Submitter: Oleg Smirnov
Description: John Wheeler once famously said, "If you are not completely confused by quantum mechanics, you do not understand it." We don't know if he understood self-calibration, but we can only assume that if he did, he would have found it pretty confusing too!

In 2004, Ger de Bruyn obtained a 92cm WSRT observation of the field J1819+3845. This turned up a string of "ghost sources" connecting the brightest source in the field with Cyg A, which was 20 degrees away, coming in through a far sidelobe. The ghosts were remarkable in that they were composed of perfect rings, and their position remained constant with frequency. Despite trying, nobody could come up with an adequate explanation for the ghosts -- it wasn't even clear if they were errors in the data, or were a calibration artifact. Eventually the mystery was filed away as a one-off error and mostly forgotten.

Recently, we started seeing ghosts in LOFAR maps. Despite looking very different, they did bring back memories.
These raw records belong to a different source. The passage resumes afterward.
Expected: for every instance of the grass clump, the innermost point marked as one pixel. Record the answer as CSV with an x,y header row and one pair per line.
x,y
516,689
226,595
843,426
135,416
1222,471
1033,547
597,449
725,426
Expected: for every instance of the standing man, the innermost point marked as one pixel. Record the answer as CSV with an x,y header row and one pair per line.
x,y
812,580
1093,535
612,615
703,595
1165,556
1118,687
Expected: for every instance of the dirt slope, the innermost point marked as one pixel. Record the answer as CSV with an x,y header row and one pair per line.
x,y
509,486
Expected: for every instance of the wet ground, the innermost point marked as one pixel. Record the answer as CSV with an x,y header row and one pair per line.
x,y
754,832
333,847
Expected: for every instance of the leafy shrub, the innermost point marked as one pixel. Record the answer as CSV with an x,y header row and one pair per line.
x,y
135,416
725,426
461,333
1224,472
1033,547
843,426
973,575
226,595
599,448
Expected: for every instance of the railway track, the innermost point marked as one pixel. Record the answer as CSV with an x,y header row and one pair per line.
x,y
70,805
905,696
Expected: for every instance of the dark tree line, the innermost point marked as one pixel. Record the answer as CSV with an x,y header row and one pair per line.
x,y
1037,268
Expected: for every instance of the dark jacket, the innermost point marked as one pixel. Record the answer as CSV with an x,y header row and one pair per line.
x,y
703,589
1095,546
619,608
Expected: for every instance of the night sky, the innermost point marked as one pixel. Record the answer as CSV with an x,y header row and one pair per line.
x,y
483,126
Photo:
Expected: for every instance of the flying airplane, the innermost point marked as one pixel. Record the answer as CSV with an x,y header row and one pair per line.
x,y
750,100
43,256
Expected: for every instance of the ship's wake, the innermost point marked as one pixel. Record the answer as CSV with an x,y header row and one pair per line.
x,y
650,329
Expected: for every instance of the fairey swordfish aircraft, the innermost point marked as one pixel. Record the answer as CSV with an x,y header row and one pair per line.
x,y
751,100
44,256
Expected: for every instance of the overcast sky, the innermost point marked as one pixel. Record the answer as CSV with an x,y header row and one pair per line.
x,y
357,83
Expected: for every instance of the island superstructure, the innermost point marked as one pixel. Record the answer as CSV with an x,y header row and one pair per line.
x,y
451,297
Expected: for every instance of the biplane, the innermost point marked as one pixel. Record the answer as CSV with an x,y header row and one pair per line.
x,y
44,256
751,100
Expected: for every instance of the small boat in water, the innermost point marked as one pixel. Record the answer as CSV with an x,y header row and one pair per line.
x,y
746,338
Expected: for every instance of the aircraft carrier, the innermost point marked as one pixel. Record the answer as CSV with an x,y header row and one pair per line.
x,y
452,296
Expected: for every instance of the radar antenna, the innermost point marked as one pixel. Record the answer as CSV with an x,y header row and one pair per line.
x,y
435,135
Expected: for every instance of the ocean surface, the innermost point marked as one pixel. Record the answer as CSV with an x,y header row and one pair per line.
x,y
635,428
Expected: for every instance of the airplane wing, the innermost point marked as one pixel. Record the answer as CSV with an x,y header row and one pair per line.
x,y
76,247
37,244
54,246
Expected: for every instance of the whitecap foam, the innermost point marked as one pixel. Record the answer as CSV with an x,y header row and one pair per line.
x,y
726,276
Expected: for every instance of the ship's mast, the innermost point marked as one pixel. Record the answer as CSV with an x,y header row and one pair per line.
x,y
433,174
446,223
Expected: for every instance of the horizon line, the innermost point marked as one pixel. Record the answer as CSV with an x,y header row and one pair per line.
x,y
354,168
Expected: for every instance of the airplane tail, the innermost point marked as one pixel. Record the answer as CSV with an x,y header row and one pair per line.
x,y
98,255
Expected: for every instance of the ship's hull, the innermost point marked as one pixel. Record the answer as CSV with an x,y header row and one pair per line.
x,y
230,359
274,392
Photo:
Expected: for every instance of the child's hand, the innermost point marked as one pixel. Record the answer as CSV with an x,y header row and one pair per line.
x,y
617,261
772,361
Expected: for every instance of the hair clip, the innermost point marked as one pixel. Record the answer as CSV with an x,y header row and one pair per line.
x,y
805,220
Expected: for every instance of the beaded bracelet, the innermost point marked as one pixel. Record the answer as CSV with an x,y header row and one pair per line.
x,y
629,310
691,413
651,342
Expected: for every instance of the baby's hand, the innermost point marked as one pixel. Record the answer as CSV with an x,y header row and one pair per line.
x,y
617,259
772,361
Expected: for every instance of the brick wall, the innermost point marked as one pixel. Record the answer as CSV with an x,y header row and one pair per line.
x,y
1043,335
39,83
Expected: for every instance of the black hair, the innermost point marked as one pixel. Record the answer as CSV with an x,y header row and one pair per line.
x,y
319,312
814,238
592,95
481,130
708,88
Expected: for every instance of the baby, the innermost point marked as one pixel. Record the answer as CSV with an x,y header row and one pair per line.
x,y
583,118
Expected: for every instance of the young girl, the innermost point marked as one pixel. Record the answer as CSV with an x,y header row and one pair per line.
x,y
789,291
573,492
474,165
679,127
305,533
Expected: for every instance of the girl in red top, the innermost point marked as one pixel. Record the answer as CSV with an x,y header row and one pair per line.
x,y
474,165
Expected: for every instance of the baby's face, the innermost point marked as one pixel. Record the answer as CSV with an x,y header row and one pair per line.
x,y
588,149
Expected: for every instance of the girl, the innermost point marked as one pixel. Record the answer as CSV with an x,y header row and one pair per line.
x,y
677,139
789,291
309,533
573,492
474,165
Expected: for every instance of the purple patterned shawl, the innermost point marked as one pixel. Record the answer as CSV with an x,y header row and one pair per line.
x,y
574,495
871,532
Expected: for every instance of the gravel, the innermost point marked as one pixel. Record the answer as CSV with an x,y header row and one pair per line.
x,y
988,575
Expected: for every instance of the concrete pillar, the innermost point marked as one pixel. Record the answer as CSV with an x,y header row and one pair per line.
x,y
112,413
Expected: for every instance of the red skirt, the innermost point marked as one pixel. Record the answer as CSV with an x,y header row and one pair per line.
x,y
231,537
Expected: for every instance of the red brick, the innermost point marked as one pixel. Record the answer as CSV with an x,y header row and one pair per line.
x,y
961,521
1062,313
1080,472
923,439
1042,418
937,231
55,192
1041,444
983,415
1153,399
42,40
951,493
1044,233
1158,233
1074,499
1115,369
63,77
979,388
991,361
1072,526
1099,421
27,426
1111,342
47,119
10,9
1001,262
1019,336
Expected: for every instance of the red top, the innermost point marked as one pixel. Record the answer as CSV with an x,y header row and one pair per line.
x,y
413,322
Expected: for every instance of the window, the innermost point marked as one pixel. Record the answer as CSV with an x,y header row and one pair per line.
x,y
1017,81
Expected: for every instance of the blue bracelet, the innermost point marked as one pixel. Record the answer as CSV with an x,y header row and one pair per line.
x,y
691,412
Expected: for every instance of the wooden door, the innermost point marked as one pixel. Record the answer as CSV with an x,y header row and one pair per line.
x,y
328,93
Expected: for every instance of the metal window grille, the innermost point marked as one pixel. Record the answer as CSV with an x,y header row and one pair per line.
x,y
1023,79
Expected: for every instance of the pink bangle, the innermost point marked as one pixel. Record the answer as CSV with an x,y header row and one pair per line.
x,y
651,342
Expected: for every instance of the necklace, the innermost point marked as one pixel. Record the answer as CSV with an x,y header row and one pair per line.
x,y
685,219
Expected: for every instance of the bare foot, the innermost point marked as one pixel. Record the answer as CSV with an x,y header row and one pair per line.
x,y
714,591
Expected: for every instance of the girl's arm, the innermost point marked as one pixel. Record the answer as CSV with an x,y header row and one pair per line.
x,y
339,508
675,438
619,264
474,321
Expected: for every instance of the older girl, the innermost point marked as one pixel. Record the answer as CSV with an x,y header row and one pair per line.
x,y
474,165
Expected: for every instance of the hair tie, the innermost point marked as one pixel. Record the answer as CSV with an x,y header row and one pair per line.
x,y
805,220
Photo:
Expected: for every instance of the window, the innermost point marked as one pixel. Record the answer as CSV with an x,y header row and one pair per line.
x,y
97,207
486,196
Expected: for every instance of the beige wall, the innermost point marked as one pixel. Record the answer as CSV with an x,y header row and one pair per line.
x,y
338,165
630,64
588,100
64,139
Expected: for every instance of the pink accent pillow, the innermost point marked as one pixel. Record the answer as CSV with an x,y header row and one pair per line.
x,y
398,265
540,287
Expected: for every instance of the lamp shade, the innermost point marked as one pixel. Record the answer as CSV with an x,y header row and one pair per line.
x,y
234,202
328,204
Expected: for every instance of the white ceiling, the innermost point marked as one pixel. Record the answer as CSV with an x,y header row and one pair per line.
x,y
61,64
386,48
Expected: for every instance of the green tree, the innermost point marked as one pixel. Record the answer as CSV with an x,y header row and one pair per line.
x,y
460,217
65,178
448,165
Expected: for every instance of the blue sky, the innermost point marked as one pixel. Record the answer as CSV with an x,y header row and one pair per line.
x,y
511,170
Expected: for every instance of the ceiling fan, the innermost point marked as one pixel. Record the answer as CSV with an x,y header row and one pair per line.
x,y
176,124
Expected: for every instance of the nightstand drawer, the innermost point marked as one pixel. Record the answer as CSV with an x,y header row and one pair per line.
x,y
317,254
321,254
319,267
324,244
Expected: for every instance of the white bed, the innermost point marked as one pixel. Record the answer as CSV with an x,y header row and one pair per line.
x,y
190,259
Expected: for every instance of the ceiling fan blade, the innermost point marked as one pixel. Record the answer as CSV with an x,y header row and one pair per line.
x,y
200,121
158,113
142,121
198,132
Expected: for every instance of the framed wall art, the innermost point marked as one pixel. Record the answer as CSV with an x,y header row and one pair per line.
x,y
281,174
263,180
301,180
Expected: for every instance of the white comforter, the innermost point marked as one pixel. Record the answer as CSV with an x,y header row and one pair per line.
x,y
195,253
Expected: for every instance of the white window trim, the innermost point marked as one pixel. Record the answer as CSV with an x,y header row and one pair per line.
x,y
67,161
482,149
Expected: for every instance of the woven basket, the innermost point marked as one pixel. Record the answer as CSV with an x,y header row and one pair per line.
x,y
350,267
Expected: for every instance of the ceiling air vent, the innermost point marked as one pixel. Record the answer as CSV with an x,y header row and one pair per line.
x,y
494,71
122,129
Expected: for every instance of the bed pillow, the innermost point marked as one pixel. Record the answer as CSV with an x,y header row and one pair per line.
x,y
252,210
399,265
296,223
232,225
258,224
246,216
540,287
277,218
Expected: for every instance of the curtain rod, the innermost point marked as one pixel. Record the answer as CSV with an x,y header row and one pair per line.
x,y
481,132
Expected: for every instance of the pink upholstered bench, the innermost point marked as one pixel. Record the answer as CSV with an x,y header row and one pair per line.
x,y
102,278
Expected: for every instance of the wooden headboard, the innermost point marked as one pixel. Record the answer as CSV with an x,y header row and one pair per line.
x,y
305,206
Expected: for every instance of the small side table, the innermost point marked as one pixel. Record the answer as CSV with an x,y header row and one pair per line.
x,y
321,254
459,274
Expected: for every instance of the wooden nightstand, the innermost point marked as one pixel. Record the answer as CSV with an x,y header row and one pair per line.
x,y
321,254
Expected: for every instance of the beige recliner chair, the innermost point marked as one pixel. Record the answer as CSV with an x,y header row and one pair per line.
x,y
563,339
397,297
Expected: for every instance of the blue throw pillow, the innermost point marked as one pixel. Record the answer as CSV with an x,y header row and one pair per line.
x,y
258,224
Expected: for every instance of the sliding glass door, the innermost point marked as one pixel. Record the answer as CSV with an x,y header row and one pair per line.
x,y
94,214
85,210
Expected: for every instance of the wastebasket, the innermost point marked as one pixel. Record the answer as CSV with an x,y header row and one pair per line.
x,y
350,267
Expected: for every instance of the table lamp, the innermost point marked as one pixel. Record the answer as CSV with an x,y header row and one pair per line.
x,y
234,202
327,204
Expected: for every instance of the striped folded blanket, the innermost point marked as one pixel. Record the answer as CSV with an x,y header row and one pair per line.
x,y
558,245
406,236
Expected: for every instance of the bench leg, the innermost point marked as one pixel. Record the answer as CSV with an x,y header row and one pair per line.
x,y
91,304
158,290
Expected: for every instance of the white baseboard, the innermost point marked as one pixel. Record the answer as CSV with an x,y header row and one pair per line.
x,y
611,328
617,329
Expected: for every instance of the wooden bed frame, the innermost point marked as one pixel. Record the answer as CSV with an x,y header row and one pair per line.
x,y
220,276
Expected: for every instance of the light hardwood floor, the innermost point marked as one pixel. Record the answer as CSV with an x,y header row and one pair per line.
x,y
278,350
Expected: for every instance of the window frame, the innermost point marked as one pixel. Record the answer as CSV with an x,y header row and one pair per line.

Then, serendipity struck. A wonky telescope during a completely unrelated 21cm WSRT observation ( http://www.astron.nl/dailyimage/main.php?date=20100805 ) produced a string of ghosts that looked very similar to the 2004 ones. Even better, they went away once differential gains were applied and selfcal was redone. This proved to be the vital clue.

It turns out that ghosts are caused, rather simply, by "selfcal contamination" -- i.e. flux missing from the sky model during calibration. Of course, contamination occurs (almost by definition) during any selfcal, but normally it manifests itself as faint artifacts around dominant sources, plus noise-like crud. It turns out that if the contaminating flux is localized, and is far away from the phase centre (as was the case in 2004, where an imperfect model of CygA was responsible for contamination), and the dynamic range is sufficiently high, the crud turns into coherent structures -- namely, ghosts! We do not yet understand all the mathematics involved (like quantum mechanics, the more we understand, the more fascinating and confusing they get), but a series of simulations makes this process perfectly clear.

The animation above shows one result of our simulations. Here, we have simulated a 1 Jy central point source, and three 1 mJy "contaminators". We do selfcal using a model containing only the central source, which produces slightly incorrect solutions due to the unmodelled contaminators. We then subtract all sources from the data. The resulting image shows "distilled" artifacts: flux from the central source that has been scattered through the map by the application of contaminated selfcal solutions. Successive frames of the animation correspond to increasing distance of the contaminators from the phase centre. As they get further away, perfect counterparts to the 2004 ghosts start forming up!

A more detailed report on these matters will be presented at the CALIM2010 meeting at ASTRON, on Monday, August 23rd.